Hermes is a replication protocol that guarantees linearizability. It enables local reads: a client can execute a read locally on any of the replicas. Hermes enables any replica to coordinate a write to a key, and supports concurrent writes to different keys quickly.

Too good to be true? You have to read the protocol section below to see how these are achieved.

But if you are a distributed systems expert, here is my shortcut explanation of the protocol. Hermes is simply chain replication (with CRAQ optimization) deployed with the following "chain" topology:
  1. The head and tail node of the chain is colocated in one node, called the coordinator
  2. The intermediate nodes of the "chain" are all parallel-connected (rather than serial) to the coordinator
In chain replication (or CRAQ) the replication goes in a serial manner, but  the chain replication paper mentioned that parallel wiring is possible as long as you have one head and one tail. And when you colocate the head and the tail in the same node, Voila!, you have Hermes. To clean the replicas for reads from any replica, the tail (i.e., the coordinator) sends an ACK message as in CRAQ. (see Figure 2 below.)

In addition to solving the latency problem in chain replication by using parallel-wiring, Hermes also allows multiple coordinators to help balance the coordinating load across nodes.
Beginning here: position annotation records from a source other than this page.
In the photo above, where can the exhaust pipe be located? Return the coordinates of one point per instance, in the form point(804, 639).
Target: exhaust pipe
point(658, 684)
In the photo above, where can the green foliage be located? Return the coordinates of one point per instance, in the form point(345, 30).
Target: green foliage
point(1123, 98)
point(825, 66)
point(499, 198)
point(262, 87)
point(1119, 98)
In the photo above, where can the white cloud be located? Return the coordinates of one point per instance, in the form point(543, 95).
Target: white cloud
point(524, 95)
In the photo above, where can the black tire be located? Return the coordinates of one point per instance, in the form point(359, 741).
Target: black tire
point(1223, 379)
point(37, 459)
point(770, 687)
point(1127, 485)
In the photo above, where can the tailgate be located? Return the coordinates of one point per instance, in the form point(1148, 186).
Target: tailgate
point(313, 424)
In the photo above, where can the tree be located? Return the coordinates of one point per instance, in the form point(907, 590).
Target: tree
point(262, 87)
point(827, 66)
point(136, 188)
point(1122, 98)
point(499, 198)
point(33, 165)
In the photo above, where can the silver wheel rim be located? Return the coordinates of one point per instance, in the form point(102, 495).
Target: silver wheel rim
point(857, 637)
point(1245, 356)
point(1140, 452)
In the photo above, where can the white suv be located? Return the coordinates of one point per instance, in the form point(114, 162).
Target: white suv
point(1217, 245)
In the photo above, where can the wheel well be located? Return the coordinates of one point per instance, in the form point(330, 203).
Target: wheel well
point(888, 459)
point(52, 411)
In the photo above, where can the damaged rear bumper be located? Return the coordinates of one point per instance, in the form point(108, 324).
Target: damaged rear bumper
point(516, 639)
Any node can be a coordinator for any key. Thanks to the logical clock timestamping (using node-ids as tie-breakers), the writes are total-ordered in Hermes. Since higher timestamped writes invalidate lower timestamped writes, the result of concurrent writes will be the same at each node, and linearizability is achieved even with local reads.

I summarize Hermes below, and then discuss how Hermes compare with Paxos-based protocols.
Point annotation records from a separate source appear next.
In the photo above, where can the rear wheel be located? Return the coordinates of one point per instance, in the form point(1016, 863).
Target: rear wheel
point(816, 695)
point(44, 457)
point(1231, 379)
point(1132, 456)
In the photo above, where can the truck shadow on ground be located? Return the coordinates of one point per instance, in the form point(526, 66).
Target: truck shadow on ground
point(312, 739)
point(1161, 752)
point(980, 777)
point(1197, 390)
Writes can be initiated by any replica:
  1. the replica initiating the write (called coordinator) broadcasts an Invalidation (INV) message to the rest of the replicas (called followers) and waits on acknowledgments (ACKs)
  2. once all ACKs have been received; the write completes via a Validation (VAL) message broadcast by the coordinator replica
As the first step, the coordinator invalidates replicas for this key, so that linearizability is not violated if a client reads the key from a node that has an old value.

A read request can be served locally on any operational replica (i.e., one with a lease from the membership service). The replica returns the local value of the requested key only if it is in the Valid state. When an INV message for a key is received, the replica is placed in an Invalid state for that key, meaning that reads to the key cannot be served by the replica.

Membership service

In the write operation described above, the coordinator waits to hear an ACK from each replica. If a replica crashes, this results in the write to get stuck forever, right? To address this issue, there is a need for detecting crashed nodes.
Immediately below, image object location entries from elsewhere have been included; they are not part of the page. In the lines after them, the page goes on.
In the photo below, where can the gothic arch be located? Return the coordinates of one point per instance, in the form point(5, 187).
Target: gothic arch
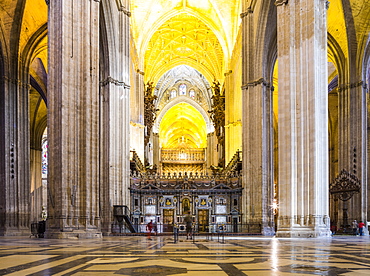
point(167, 16)
point(183, 99)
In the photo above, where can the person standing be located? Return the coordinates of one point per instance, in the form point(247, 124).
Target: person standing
point(189, 225)
point(149, 228)
point(361, 226)
point(354, 227)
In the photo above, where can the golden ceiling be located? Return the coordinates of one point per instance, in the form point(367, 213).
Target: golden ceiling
point(201, 34)
point(183, 126)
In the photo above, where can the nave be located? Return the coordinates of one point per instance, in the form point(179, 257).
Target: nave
point(136, 255)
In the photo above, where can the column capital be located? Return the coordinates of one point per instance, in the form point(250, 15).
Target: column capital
point(281, 2)
point(114, 81)
point(347, 86)
point(125, 10)
point(140, 72)
point(244, 14)
point(255, 83)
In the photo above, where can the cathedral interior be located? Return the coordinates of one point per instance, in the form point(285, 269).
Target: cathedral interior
point(250, 115)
Instead of making each node have a failure detector ---which is hard to keep consistent---, Hermes (similar to chain replication) employs an external Paxos-backed configuration/membership service that decides on the health of the nodes. This service acts as a single consistent (but not necessarily perfect) failure detector for the replicas. It becomes the sole source of "truth/perspective": While it can be mistaken in its judgment, it keeps every replica in Hermes consistent with respect to their view of which nodes are healthy and part of the protocol.

This Paxos-powered membership/configuration service changes configuration/view when needed, and at each view-change it increases the epoch number. This keeps Hermes safe (and eventually live) in a partially synchronous environment ---with bouts of asynchrony.

Well, there is still the problem with lease safety at replication nodes. Each replica need a lease from the membership service for this to work (again as in chain replication). See the fault-tolerance section below for how this is handled.

Concurrent writes

Hermes allows writes to different keys to proceed in parallel for impoving the throughput.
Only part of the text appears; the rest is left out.